For me, those days are gone and the magical, timeless quality of those occasions have drifted away. As I write this piece, a different moment of gathering has arrived. Even though I am not taking the 'walk', some of my friends are. Watching them nervously struggle into their formal clothes, half-strangle themselves attempting to wear ties and stomp around with with purposeless enthusiasm in black shoes, I can chuckle. Especially at their formal graduation robes that are the same hue as Kermit the Frog.

Having lived with these jokers for 2 years, thinking back to many moments we have shared...

It is another day of celebration with a different kind of family.

Song for the moment: Rock you like a hurricane - Scorpions

Tuesday, December 9

Devil's got a new disguise

I went by the Graduate School today and to be told that I would be graduating this weekend. A smart decision on their part as I certainly had no plans of registering for another semester of somnambulism. Don't get me wrong; there were some classes I liked attending. On the whole though, the charm of academia has faded with a resounding finality.

To ensure no f**kups regarding my exit, I had to endure a pretty torrid first week. All my doing of course. The price of procrastination, let's say. I know not of too many acquaintances who are not devotees of working frantically at the last minute. Right through college (and considering I've been in college, collecting degrees for about 7 years now, I speak from some serious experience) the tendency has been to dawdle everytime something substantial needed to be done. On cue, beer and the meaning of life and everything in between became a lot more fascinating than the work at hand. The end result, at least for me, was to view the shambles that I faithfully passed off as assignments, projects, reports, theses etcetra. with a hint of disappointment; telling myself that I was capable of better sounded hollow since there really was no personal point of reference for that mythic level of quality.

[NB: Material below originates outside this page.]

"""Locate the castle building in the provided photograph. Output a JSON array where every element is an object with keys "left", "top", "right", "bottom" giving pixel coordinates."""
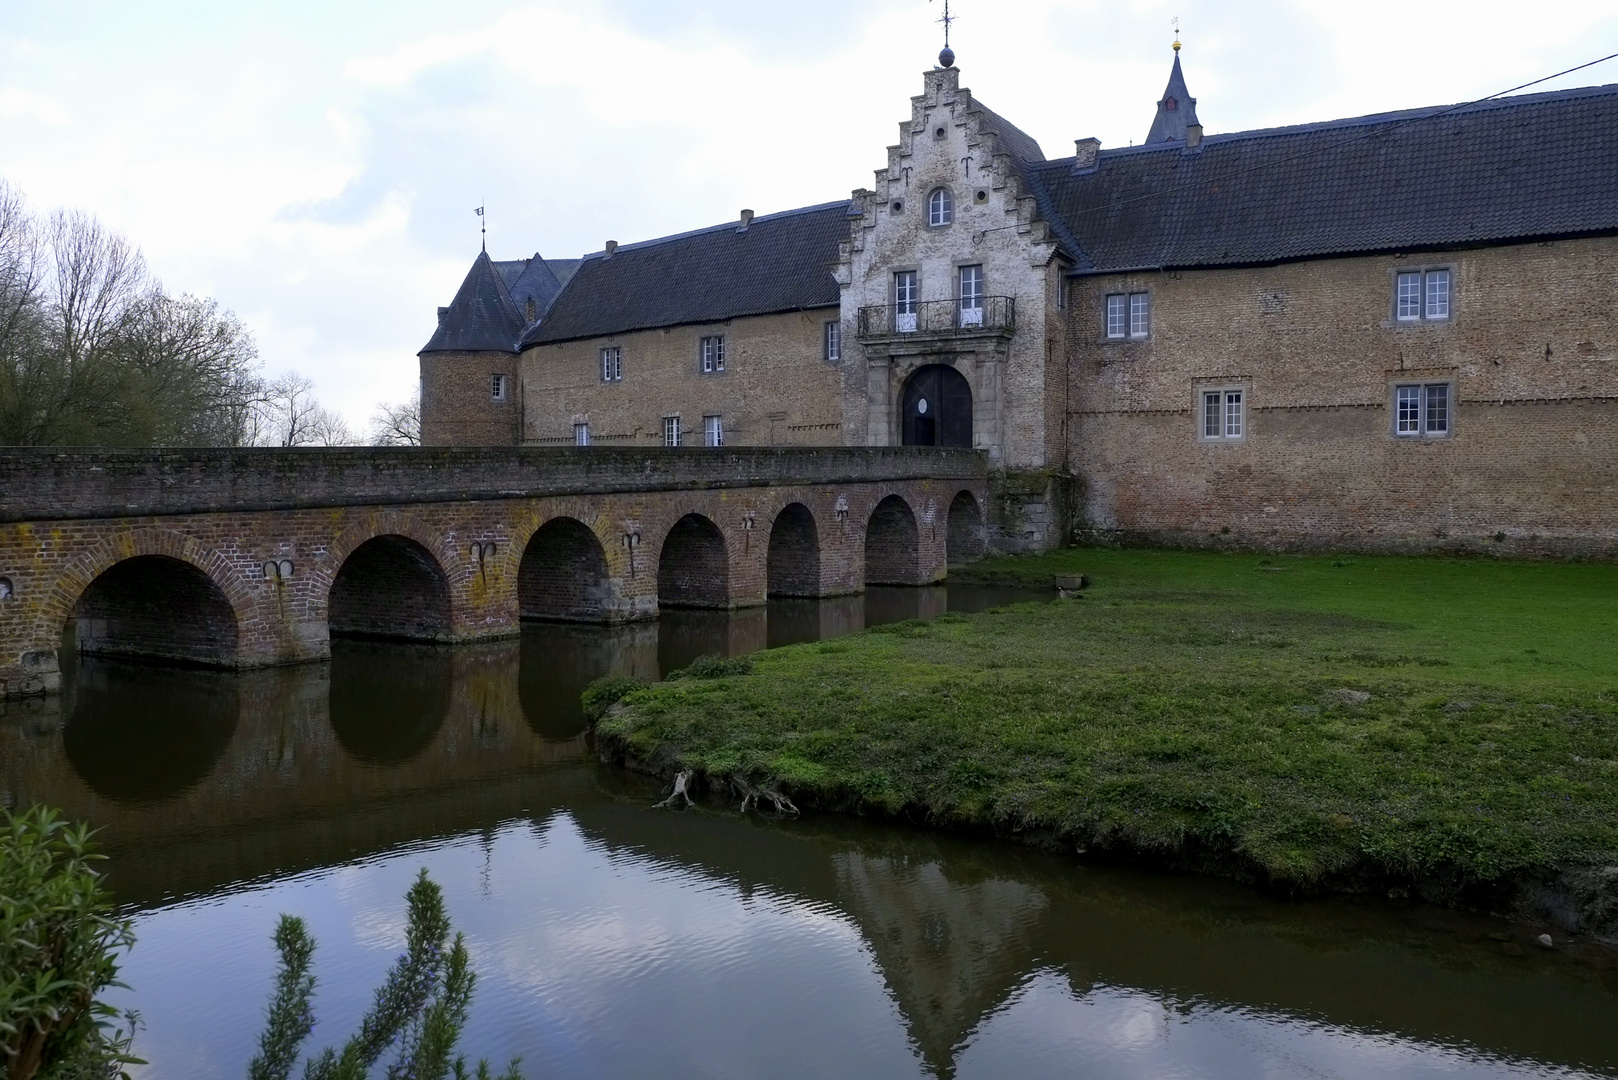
[{"left": 420, "top": 45, "right": 1618, "bottom": 556}]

This last project however, put the cap on it. Let's face it... yours truly is not getting any younger, so it should have been no surprise, really that the phrase 'by the skin of my teeth' is being bandied about. Landing in the U.S after 60 hours of travel did nothing positive for my system and yet, did I do the logical thing and fall asleep ? No. Thanks to my marked reluctance to work on the paper at any point of time over the last 7 months, I pulled an all-nighter (this after 2 beers and a round of cards) and wrote it in one go, last Sunday. The first instinct was to congratulate myself on another herculean feat pulled off but I found that I could not. Right then and there, I told myself that procrastination, much as I love it, has to be cut down before it costs me. You see, people tend to pat you on the back & all is joy, jollity and song when the close shaves occur. When you are 'effed however, you stand alone and mirth-inducing themes such as 'things could be worse' and 'we are like this only' don't exactly have you breaking out into ready guffaws. The 'I be bambooed' experience is not on my list of must-do's before I make my way back to the pavillion.

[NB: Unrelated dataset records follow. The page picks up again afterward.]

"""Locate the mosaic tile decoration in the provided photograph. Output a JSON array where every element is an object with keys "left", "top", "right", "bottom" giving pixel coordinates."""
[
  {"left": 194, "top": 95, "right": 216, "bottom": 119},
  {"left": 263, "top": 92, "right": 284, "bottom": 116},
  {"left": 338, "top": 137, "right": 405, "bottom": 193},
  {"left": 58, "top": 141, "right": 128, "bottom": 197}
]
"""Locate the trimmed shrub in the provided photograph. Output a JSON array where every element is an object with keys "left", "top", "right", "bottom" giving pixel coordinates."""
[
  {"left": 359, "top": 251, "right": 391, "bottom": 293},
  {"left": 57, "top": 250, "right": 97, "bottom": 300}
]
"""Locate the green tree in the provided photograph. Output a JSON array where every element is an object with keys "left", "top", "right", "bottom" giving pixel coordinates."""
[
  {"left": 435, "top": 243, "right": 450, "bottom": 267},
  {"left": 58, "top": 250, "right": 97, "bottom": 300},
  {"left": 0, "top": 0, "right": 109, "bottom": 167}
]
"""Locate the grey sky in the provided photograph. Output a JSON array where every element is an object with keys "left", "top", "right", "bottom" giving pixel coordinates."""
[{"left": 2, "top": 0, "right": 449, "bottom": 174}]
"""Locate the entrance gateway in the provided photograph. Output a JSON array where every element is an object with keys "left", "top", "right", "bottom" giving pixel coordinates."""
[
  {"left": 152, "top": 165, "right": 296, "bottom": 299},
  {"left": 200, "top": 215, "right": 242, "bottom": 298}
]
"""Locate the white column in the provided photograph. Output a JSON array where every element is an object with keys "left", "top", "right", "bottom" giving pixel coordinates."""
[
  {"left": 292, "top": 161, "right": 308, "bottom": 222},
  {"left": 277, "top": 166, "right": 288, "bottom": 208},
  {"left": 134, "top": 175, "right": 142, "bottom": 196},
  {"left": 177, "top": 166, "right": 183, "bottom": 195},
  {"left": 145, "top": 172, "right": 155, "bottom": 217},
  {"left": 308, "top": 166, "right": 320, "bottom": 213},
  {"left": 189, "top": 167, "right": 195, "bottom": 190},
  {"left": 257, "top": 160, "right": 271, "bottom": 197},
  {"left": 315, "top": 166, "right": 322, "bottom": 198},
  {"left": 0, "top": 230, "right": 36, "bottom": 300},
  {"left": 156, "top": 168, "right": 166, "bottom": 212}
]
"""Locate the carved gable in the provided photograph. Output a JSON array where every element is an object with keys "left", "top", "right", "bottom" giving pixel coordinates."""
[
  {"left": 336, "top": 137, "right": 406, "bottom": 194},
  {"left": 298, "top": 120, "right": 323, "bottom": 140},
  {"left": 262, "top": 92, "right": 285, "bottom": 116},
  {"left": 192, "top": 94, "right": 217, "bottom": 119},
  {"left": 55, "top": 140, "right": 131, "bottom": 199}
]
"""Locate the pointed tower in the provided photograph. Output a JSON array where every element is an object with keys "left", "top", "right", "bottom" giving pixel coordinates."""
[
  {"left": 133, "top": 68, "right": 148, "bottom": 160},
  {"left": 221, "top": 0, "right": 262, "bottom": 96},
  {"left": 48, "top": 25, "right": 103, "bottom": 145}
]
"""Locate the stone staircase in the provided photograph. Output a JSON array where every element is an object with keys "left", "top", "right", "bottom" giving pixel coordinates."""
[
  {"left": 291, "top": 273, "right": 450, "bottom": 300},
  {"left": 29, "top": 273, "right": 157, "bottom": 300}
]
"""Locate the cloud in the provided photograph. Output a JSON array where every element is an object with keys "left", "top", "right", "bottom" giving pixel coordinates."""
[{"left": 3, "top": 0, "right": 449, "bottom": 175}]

At this juncture, let me touch upon something I've noticed over the past year. Call it a subconscious trend, but one apparently is not allowed to bitch, whine, crib or engage in any similar emotion, in the company of one's peers. It's just not done. If some poor unfortunate does vent, s/he is told to pipe down in no uncertain terms, either with the help of generous measures of alcohol or some handy maxim. If neither of these work, the venter is accorded the status generally reserved for plague and a subtle pattern of avoidance begins. Since when we became all Victorian and stoic, I don't know. I could be wrong about all this, but if it is something you've also noticed, reader, I'd like to know.

In any case, I'm now on the verge of pulling my usual stunt i.e. doing the unexpected and leaving the U.S right after completing my degree. To say the local populace (my friends / roommates) are nonplussed would be an understatement. While most of them are subscribing to the 'Its your funeral' theory of life, there are some here who fancy themselves quite the Agony Aunt. To hear them go on about what's best for me would induce some serious thoughts of homicide were it not for the fact that I'm resigned to no one understanding anything I do.

It would be nice to think of returning to India to work, with a smile on my lips and a song in my heart and all that jazz, but life has thrown its regular googly. I should have been used to this, but I'm not. That's not such a bad thing, now that I think of it.

Song for the moment: On the road again - Willie Nelson

Monday, December 1

Night of the long knives

Readers, there are no doubt a number of incidents in your lives that provoke the sentiment – ‘One day, I’ll look back on this and chuckle’. If you have kept up with the tales told on this blog, you may have noticed a somewhat similar pattern in some of the posts herein. Yes, it is a praiseworthy & pleasant luxury to be able to laugh at yourself if you hark back to various potentially titanic-type incidents.


Still, be it ever so narrow, a line is required somewhere; a marker separating the hilarious-in-hindsight from the why-me ones. So, considering how much I did not want to come back to the U.S, it is fitting that this trip will quite likely rule the latter charts for ages to come. At least, for my health and sanity, you lot should join me in praying that nothing else comes along to top it. Just reading this, you cannot understand how close the camel has come to having his back broken.


Saturday morning, at 7.30 am, in a somnambulistic state, I made my way onto the Cathay Pacific flight taking me from Bombay to Hong Kong. I had left from Pune on Friday night at 9.00 pm, so I was a bit tired. Having found my seat, I dozed off, mentally prepared to be woken up by some suitably fetching stewardess announcing breakfast a few hours later. At 9.30 am, yawning and hungry, I awoke. To find that the plane was still in the exact same spot on the tarmac. Ahem…


See, the thing with making a long-haul trip anywhere is the delightful concept of the connecting flight. Those blessed by fate have never had to face the possibility of missing one of these. On the other hand, the fate’s whipping boys club frequently deals with missed connections, lost luggage, missing boarding passes, expired passports or visas & so on and so forth. Being a proud life member of the latter association, I generally expect the worst and am frequently proved correct. Admittedly, I have never had to suffer that holy of holies – dealing with the Air India customer service. For that I am thankful. And yet, this trip… as I said, Ahem…


The domino effect danced its tandav – I missed the Hong Kong to L.A connection – waited 7 hours for the next available flight & then sat thru a 12 hour jaunt. Missed the L.A to Chicago connection – waited 4 hours before making that 4 hour outing. Missed not one but two Chicago to Birmingham flights – waited for 9 hours, then sat in the plane as it decided to top things off by stubbornly staying on the tarmac for over an hour.


Yes, I know. Words ought to have failed me by now, since I am certain it has, you. And yet, dear janata, I have managed to write so far without having to refer to my handy-dandy thesaurus of expletives - English, Hindi or Marathi.


Still, the next time I hear statements even remotely tinged with envy about how I am lucky enough to travel or the exotic airports I may have seen… well, as the shilling-shockers say, we anticipate. I think the forces of the universe are prodding me toward a truth – that it will be indescribably delicious to say “Random-U.S-airport to Bombay – One way”.